Her yaşta olduğu gibi okul çağı çocuklarında da suç işleme oranının arttığına dikkat çeken Gündüz, bu nedenle olağan dışı tedbirlerin alınmış olması gerekliliğine vurgu yaptı.
Gündüz, “Bunlar çocuk ya da genç, büyük ihtimalle okula gidiyorlar değil mi?” diyerek okullarda işlenen suçların disiplin kurallarının gerektirdiği yaptırımları mutlaka alması gerektiğinin altını çizdi
Cahilce bir yaklaşımla “aman çocuğun geleceği ile oynamayalım, veli gelir şimdi olay çıkarır, üst yönetim siyaseten devreye girip olayı kapatmaya çalışır, okulumuzda böyle olayların varlığı duyulmasın” diyerek olaylara yaklaşılmadığına inandığını ifade eden Gündüz, buna karşın bu yaş grubunda da artan suç unsurlarının karamsar kaygılara düşülmesine neden olduğunu açıkladı.
“Çeteleşip en üst seviyeden şiddet uyguluyorlar”
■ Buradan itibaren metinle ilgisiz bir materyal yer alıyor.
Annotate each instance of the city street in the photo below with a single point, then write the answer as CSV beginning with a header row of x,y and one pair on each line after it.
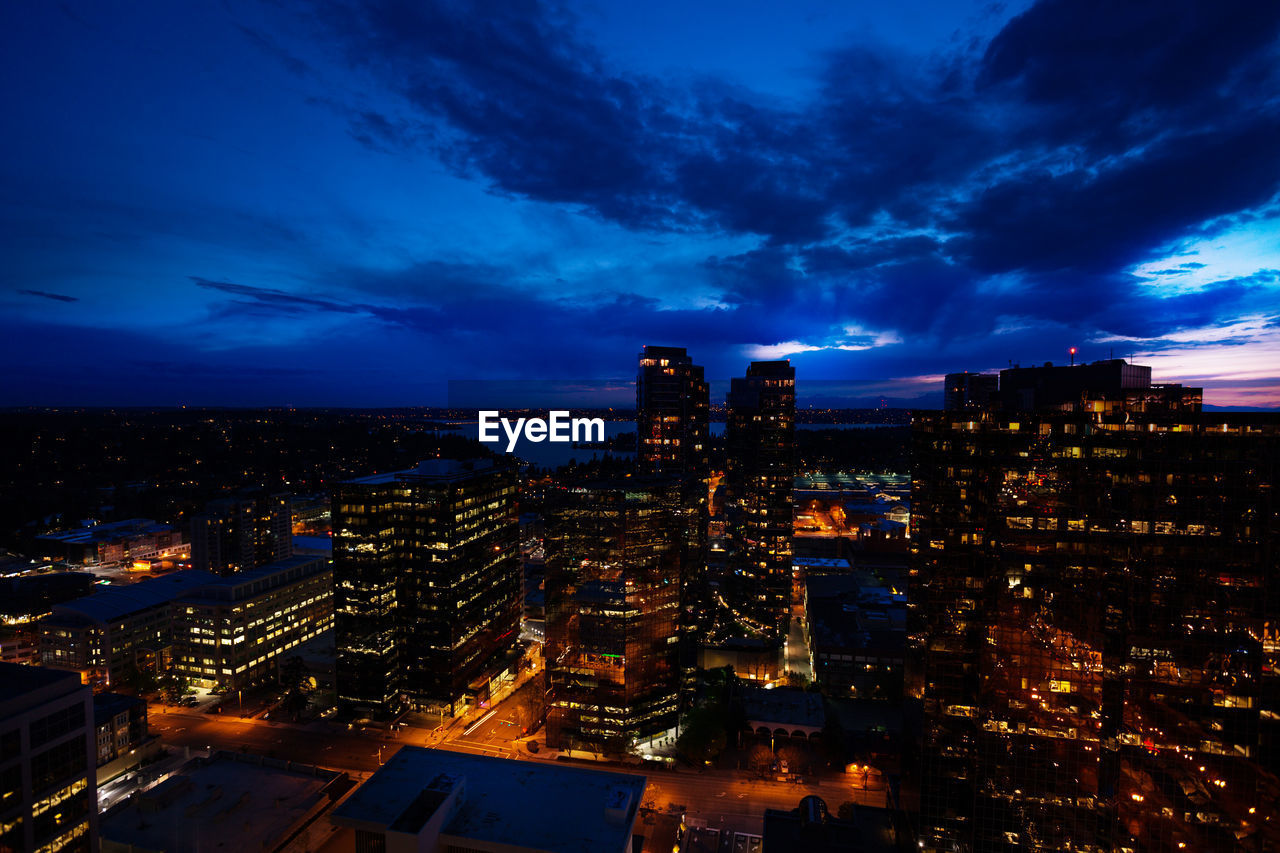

Gündüz, suç tanımlamaların daha da hassas olduğu bir çağda yaşandığını söyleyerek, “her türlü taciz, şiddet, akran zorbalığı, madde kullanımı, davranış bozukluklarının geçmiş yıllara göre çok daha hassas bir seviyeye gelmiştir.” diye konuştu.
Tüm dünyanın bu konularla mücadele ettiğini kaydeden Gündüz, gençlerin çeteleşip şiddeti en üst seviyeden birbirlerine gösterebildiğine dikkat çekti.
Gündüz, “gençler tacizin yeni tanımını bilmiyor. Taciz eden yaptığının taciz olduğunun; taciz edilen ise tacize uğradığının farkında değil. Keza akran zorbalığı ve şiddette de durum farklı değil.” diyerek yaşanan onlarca suça rağmen temel görevi düzeni sağlamak olan devletin bu konuda hareket edemez noktada olduğunu savundu.
“Şiddeti olağanlaştırırsanız suçlu yetiştirirsiniz”
Sosyolog ve Siyaset Bilimi Uzmanı Hakan Gündüz sözlerine şöyle devam etti:
“Her gün gözlemliyoruz ki siyasiler ve devlet görevlileri de ne yazık ki suç teşkil eden eylemlerin bizzat içinde. Bunun iki yönlü bir sonucu var; birincisi suçu devleti yönetenler meşrulaştırıyorsa yönetilenler de tabii ki suçun içinde olacaktır. İkincisi suçun içinde olan devlet organları ve siyaset, kendine de bulaşacağını bile bile düzeni sağlama konusunda nasıl hareket edecektir. Kısaca bu yaş grubu için siz devlet olarak şiddeti olağanlaştırırsanız topluma ve kendine faydalı bireyler değil suçlu yetiştirirsiniz. Yeteri kadar suçlu ve suça eğilimli göç almıyormuşuz gibi bir de kendimiz suçlu yetiştirirsek zaten yaşamakta zorlandığımız bu toplumda nefes bile almak mümkün olmayacaktır.”